1. Do not feel ashamed of yourself:
Feeling ashamed will only make you look weak and hopeless. A breakup can happen to anybody at any time; how you handle it is what matters. There is nothing to be ashamed of, life goes on. Remember you have a beautiful life ahead. Nobody should make you feel less of a human; they are not worth it.
2. Never stalk him or her:
After a breakup, it is easy to slip into swim fan mode without even realizing it. But you shouldn’t. I repeat, DON’T. Don’t get into the habit of checking Facebook page every time you sign in, because this will soon become second nature and eventually, an impulse you will perform like clockwork. Don’t be that girl or guy who shows up at a party your ex is attending, and stands in the corner the whole time watching his every move. Know why? Because it’s creepy! You demean yourself when you do that.
3. Do not hold on to pictures of the person or stuff that will remind you of him or her:
There is a reason for the phrase, “A picture tells a thousand stories”. Pictures are able to tell a ton of stories because you can extend your imagination and suspend disbelief. Looking at pictures and personal belongings of your ex will keep bringing to mind how you were cheated on. You will probably keep crying and keep hurting.
4. Do not give up on love:
Love is a beautiful thing. The fact that you met a love abuser doesn’t mean there are no people that understand and respect the word “love”. If you keep soaking yourself in the river of tears, you may not see the “good guy” who might just be looking for who has a broken heart to be mended.
5. Do not take it out on other people:
Transferring aggression is not the way to go. You should love people more than ever before, but be careful about it. Do not make people suffer for someone else’s sin.
6. Do not go around telling stories to people:
It will only become gist that will fade away after sometime. Some people are in the habit of telling what their ex did to them to everyone that cares to listen. They take every opportunity they get to narrate how bad and ungrateful he or she is. By so doing, you have given yourself to ridicule and a point of reference to any one that gets their heart trashed.
7. Do not seclude yourself:
This means you should not stay away from your friends and decide to stay on your own in self-pity. You should be around people that will make you happy and forget you were ever involved with the wrong person. Be happy and get on with your life because no one has the right to hold up your life. If people expected to see you downcast, lonely and weeping, the best you can do for yourself is to disappoint their expectations.

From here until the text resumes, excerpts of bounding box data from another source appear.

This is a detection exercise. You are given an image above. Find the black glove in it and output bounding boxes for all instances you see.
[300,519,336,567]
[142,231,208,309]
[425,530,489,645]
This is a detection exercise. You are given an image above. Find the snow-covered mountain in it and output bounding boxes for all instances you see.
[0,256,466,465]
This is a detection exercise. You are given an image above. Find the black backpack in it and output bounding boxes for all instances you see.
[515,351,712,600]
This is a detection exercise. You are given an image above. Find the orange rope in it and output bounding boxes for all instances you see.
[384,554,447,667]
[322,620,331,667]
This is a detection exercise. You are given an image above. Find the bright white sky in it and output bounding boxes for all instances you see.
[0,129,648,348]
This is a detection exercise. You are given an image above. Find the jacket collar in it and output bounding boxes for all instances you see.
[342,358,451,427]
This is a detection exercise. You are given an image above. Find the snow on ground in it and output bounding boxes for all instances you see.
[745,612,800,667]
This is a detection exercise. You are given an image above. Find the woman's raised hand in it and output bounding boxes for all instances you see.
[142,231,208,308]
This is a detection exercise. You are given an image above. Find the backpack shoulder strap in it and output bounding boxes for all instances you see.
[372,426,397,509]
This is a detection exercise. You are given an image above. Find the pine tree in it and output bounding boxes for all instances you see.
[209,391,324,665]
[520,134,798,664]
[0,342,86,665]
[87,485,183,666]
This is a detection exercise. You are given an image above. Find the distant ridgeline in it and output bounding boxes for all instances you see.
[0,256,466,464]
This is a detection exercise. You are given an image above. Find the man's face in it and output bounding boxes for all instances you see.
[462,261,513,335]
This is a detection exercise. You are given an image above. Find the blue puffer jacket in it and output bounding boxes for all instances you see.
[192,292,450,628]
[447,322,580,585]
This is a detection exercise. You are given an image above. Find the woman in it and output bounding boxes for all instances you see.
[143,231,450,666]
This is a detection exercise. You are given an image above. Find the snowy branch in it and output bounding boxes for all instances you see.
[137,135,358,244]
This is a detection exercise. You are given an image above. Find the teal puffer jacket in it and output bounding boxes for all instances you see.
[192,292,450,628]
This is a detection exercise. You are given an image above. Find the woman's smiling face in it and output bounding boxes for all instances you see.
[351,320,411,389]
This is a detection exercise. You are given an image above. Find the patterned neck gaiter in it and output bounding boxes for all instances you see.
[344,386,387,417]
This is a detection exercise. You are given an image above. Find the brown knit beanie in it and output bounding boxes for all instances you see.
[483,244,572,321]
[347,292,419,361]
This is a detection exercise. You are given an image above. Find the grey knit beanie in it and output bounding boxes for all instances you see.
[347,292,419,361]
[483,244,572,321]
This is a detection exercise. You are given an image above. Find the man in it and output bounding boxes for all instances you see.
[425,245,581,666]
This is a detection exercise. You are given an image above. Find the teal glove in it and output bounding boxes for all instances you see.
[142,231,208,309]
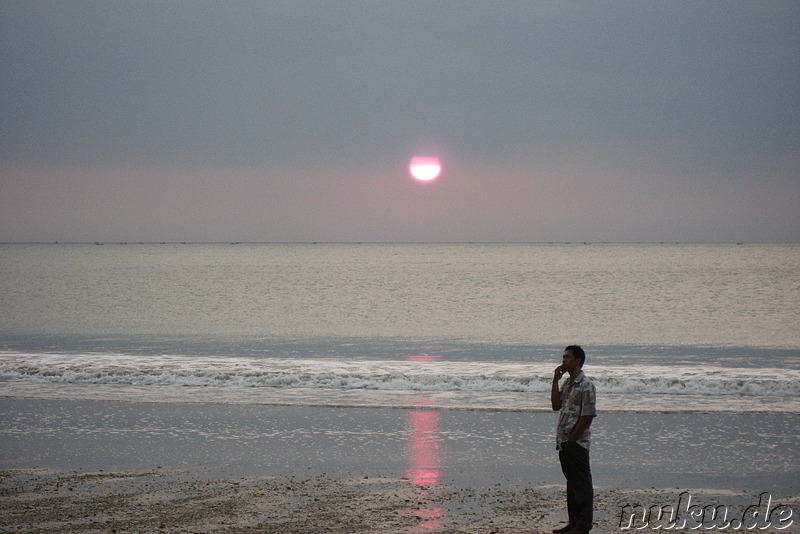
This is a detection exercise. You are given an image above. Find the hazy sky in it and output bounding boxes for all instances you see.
[0,0,800,242]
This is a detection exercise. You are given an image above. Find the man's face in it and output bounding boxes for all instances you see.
[561,350,581,372]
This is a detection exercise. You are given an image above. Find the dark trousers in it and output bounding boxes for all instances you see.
[558,441,594,530]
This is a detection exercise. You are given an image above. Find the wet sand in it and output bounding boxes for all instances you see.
[0,469,798,534]
[0,398,800,534]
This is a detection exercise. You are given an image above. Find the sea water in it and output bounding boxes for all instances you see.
[0,244,800,413]
[0,244,800,496]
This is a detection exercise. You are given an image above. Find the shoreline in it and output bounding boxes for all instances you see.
[0,469,800,534]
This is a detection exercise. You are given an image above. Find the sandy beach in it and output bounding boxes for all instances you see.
[0,469,798,533]
[0,398,800,534]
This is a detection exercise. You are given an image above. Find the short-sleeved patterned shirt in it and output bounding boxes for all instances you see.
[556,371,597,450]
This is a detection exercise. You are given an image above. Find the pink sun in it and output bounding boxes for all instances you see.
[408,156,442,182]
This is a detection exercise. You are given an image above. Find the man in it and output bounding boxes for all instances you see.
[550,345,595,534]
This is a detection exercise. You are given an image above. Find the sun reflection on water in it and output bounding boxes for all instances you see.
[405,355,445,532]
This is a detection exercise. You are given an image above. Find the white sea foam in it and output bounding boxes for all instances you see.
[0,352,800,399]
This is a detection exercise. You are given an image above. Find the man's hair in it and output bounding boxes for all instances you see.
[564,345,586,367]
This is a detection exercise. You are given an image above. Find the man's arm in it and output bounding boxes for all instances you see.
[550,365,564,412]
[567,415,594,441]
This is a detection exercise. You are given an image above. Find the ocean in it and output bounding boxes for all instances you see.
[0,243,800,494]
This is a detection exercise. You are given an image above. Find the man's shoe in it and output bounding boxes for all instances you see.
[559,525,590,534]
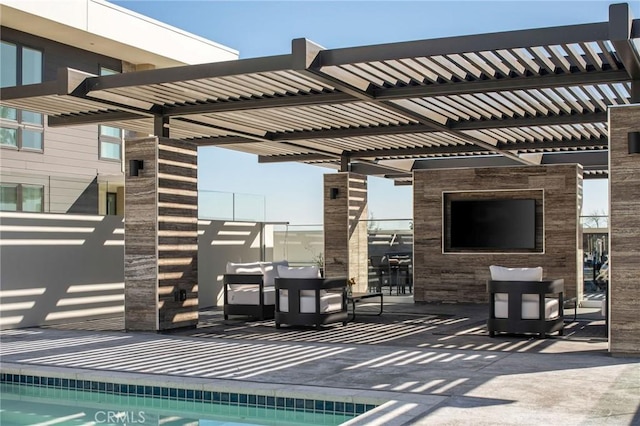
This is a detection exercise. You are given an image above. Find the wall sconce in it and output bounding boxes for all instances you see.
[129,160,144,176]
[627,132,640,154]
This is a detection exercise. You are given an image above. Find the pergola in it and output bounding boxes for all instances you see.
[2,4,640,184]
[0,4,640,353]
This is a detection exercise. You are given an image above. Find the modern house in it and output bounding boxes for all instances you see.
[0,0,238,215]
[1,0,640,355]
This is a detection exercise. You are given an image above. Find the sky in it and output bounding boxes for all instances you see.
[111,0,624,225]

8. Do not jump into another relationship:
The pleasure and sense of relief you might get by doing this will be strong, but fleeting. It’s like the whole band-aid solution; you are not allowing yourself to fully heal from the breakup. And healing before another relationship is important so that you don’t go into it with unhealthy emotional neediness which might cause you another breakup.
9. Do not judge the person:
You also have flaws that need to be worked upon; you could just be the reason for the breakup. Instead of wallowing in tears, why not sit and think about how you may have contributed to the breakup and see how you can work on that before your next relationship.